Clearly connecting further progress in mitigation (emission cuts) with actual finance on the table, the group said responsibility for climate finance, as mentioned in the UN and Paris Convention Agreement, must be respected.
“Fixed Climate Financial Responsibilities that developed countries, towards developing countries,” said Richa Sharma, India’s main negotiator, while taking the upper floor, aligning themselves with other negotiation groups – G70 and China – on financial problems.
Basic intervention As long as the job requirements conducted so far in COP26 clearly reflecting concerns of all developing countries that highlight how rich countries only mobilize almost $ 80 billion in climate finance despite making promises to mobilize $ 100 billion per year from 2020 per year to support the state Developing countries take steps to deal with climate change challenges.
In fact, the planned financial delivery of the climate recently postponed three years.
“We do not want to see the enhanced mitigation ambitions fulfill the same fate as the Pre-2020 climate financial ambition.
It’s more than a decade since the promise of $ 100 billion, and the world is still waiting for mobilization and childbirth.
Trust in multilateralism and credibility of the process is at stake.
Ambition Post-2020 mitigation and clean-zero appointments require significantly increased climate financing, “Sharma said.
Even Indian Prime Minister Narendra Modi while giving a state speech during the leader summit in COP26 last week highlighting the gap and said that pressure must be placed in countries that were not in accordance with their promises made on their promises.
Take such concerns, basic groups – groups of negotiations are important for the process of climate talks – on Monday called for “strong domestic mitigation actions and credible by developed countries” non-dependency parties should not maintain their high carbon, no lifestyle sustainable.
Towards this goal, the group pitched to support the credible market and had a high environmental integrity and a strong non market approach.

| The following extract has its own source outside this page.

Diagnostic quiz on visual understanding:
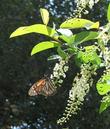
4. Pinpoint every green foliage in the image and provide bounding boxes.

On the need to improve Post-2025 finances considering the increasing cost of adaptation, Sharma, additional secretaries in Indian environmental services, said, “The magnitude of new financial goals can be determined through a structured process, with a clear schedule and milestone that we have new financial goals before 2025.
This is a simple request from many developing countries.
However, what we get is more workshops and in the session seminar to discuss new goals.
“The basic group also underlines that countries must now focus on implementation instead of just taking the frequency of updates Higher ambition.
“We can shift focus on implementation if we stop the element of the negotiations of the Paris Agreement (PA), such as those who bear the responsibility to provide resources, or how often the parties (countries) need to review their NDC.
This is a problem under PA, or “Sharma said.